Children a little over one hundred years ago, who lived out on the prairie and/or attended a one-room schoolhouse, did not have near the array of books children have today. Their education was mostly gotten from a set of "readers." The excerpts in these readers gave children a selection of some of the best writing, provided information for memorization, etc. and were economically suited for villages of children whose parents had little to no home library to speak of. There were very few public libraries.

But we are no longer living in the pioneer days of America. With the great availability of books on all subjects, our schools no longer need to be confined to the kind of lessons that Laura Ingalls Wilder described, where children are limited to the reader or a textbook on a subject. Children today can much more easily delve into what Charlotte called "living books." These books are alive with ideas and are touched with human emotion by their authors as the writers pass along a passion for their subject. They make their appeal to the senses as well, through the imagination. Living books are not just pages of information, they are not only short selections, they are whole books, the kind of books with a literary language that facilitate putting the reading "in one's own words." Books alive with ideas give children something to think about. Living books satisfy a child's inborn appetite for knowledge.

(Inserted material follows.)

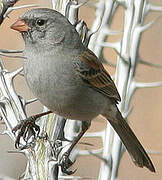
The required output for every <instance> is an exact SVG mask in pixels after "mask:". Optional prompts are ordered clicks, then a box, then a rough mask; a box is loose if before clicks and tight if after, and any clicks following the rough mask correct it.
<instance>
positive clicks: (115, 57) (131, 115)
mask: <svg viewBox="0 0 162 180" xmlns="http://www.w3.org/2000/svg"><path fill="white" fill-rule="evenodd" d="M24 2H25V1H23V0H21V1H20V2H19V4H17V5H20V4H24ZM44 2H45V1H43V0H41V2H40V3H39V1H36V0H35V1H32V0H28V2H27V3H37V4H40V5H41V6H43V7H45V6H46V7H47V6H49V5H46V4H44ZM151 2H152V3H154V4H155V1H154V0H152V1H151ZM156 4H157V5H160V4H161V6H162V2H161V1H160V0H157V1H156ZM24 11H26V9H24V10H18V11H15V12H13V13H11V14H10V15H9V16H10V18H7V19H6V20H5V21H4V23H3V25H2V26H1V28H0V49H2V48H3V49H22V48H23V41H22V38H21V36H20V34H18V33H17V32H14V31H12V30H11V29H10V28H9V27H10V25H11V24H12V23H13V22H15V20H16V19H17V17H18V16H19V14H22V12H24ZM122 14H123V9H122V8H120V9H119V11H118V12H117V13H116V15H115V19H114V21H113V25H112V29H122V22H123V16H122ZM159 15H162V13H150V14H149V15H148V17H147V18H146V23H148V22H150V21H151V20H153V19H155V18H156V17H158V16H159ZM80 17H81V18H82V19H84V20H85V21H86V22H87V23H88V24H89V25H91V23H92V20H93V18H94V11H93V10H92V9H88V8H87V7H82V8H81V11H80ZM161 24H162V18H160V19H159V20H158V21H157V22H156V24H154V25H153V26H152V27H151V28H150V29H149V30H147V31H146V32H145V33H144V34H143V36H142V42H141V44H140V51H139V53H140V56H141V57H142V58H143V59H145V60H147V61H149V62H153V63H159V64H162V60H161V59H162V26H161ZM119 38H120V36H117V37H114V38H110V39H109V40H110V41H115V40H117V39H119ZM104 53H105V55H106V57H107V59H109V60H111V61H115V58H116V55H115V53H114V51H113V50H111V49H109V48H107V49H105V51H104ZM3 59H4V64H5V66H6V68H7V69H8V70H9V71H13V70H14V69H16V68H17V67H20V66H21V65H22V62H21V60H20V59H15V60H14V59H7V58H3ZM108 70H109V72H110V73H111V74H112V73H113V72H114V69H113V68H111V67H108ZM136 79H137V80H140V81H146V82H150V81H158V80H162V69H156V68H150V67H148V66H144V65H140V66H139V67H138V70H137V74H136ZM15 85H16V89H17V91H18V92H19V94H20V95H22V96H23V97H25V98H31V97H32V93H31V92H30V91H29V90H28V88H27V86H26V84H25V82H24V81H23V78H22V77H17V78H16V81H15ZM161 97H162V87H158V88H152V89H151V88H149V89H141V90H138V91H137V92H136V94H135V96H134V98H133V100H132V103H131V105H132V107H133V112H132V113H131V115H130V116H129V120H130V125H131V127H132V128H133V129H134V131H135V133H136V135H137V136H138V138H139V139H140V141H141V142H142V144H143V145H144V147H145V148H146V149H148V150H157V151H162V130H161V127H162V112H161V111H162V98H161ZM32 107H34V109H33V108H31V106H30V107H29V108H28V112H29V114H35V113H37V112H40V109H41V108H40V105H39V103H37V104H36V103H35V104H33V106H32ZM98 119H100V118H98ZM104 126H105V121H104V120H101V121H98V120H95V121H93V123H92V127H91V128H90V131H94V130H101V129H102V128H104ZM82 141H84V140H82ZM85 141H88V140H85ZM0 142H1V143H0V147H1V148H0V160H1V161H0V174H6V175H8V176H10V177H14V178H16V179H18V176H19V175H20V174H21V173H22V172H23V170H24V167H25V158H24V156H23V155H21V154H16V153H15V154H8V153H7V151H8V150H13V149H14V144H13V142H12V141H11V140H10V139H9V138H8V137H7V136H0ZM88 142H90V141H88ZM91 142H92V143H93V144H94V147H93V148H94V149H95V148H97V147H100V146H101V142H100V140H93V141H91ZM82 148H89V147H85V146H82ZM151 158H152V160H153V162H154V165H155V167H156V171H157V172H156V174H153V173H150V172H149V171H148V170H147V169H141V168H137V167H136V166H134V164H133V163H132V161H131V159H130V157H129V156H128V153H125V154H124V156H123V158H122V160H121V164H120V168H119V177H120V180H143V179H147V180H161V179H162V156H160V155H151ZM99 162H100V161H99V160H97V159H96V158H95V157H92V156H88V157H84V158H79V159H78V161H77V162H76V163H75V167H76V168H77V169H78V170H77V173H76V175H80V176H83V177H85V176H86V177H90V178H91V179H94V180H95V179H97V174H98V171H99V169H98V168H99Z"/></svg>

Knowledge is the Goal, Not Just Passing a Test

"The getting of knowledge and the getting of delight in knowledge are the ends of a child's education," Charlotte tells us. During a time when most children were schooled through a set of readers or textbooks and little else, she pleaded for many more doors to be opened to boys and girls. She set about to give her students a wide curriculum in which no subject would be presented to them through readers or mainly through textbooks that were mere compendiums, abstracts and short selections. For example, Charlotte's students were not kept on a restrictive diet of Bible stories or catechisms but very soon were hearing the very Book itself read. Her young students were "to learn what history is through reading books of history, what literature is, what life is, from the living books of those who know." She had this ideal and saw it realized on a considerable scale in her classrooms and correspondence schools. This habit of using living books and narration whenever possible in the curriculum is what she called the "Magna Carta of children's intellectual liberty." Her concern was for England's children. Did she ever imagine that this dream of intellectual liberty would be enjoyed overseas in America (the land of the free) one hundred years hence by thousands of homeschooled children? Perhaps not. Yet the seeds of an idea will sprout in good soil.

Dear Parents

Sow seeds in the lives of your children. When they gain knowledge of God, man, and the universe at your hand, they receive an inheritance from you. It is an inheritance of knowledge, of noble thoughts and beautiful ideas, and unlike money, no one will be able to take it away from them. This gift of knowledge blended with moral insight and discipline will be their strength in difficult days to come. It's the best investment for their future.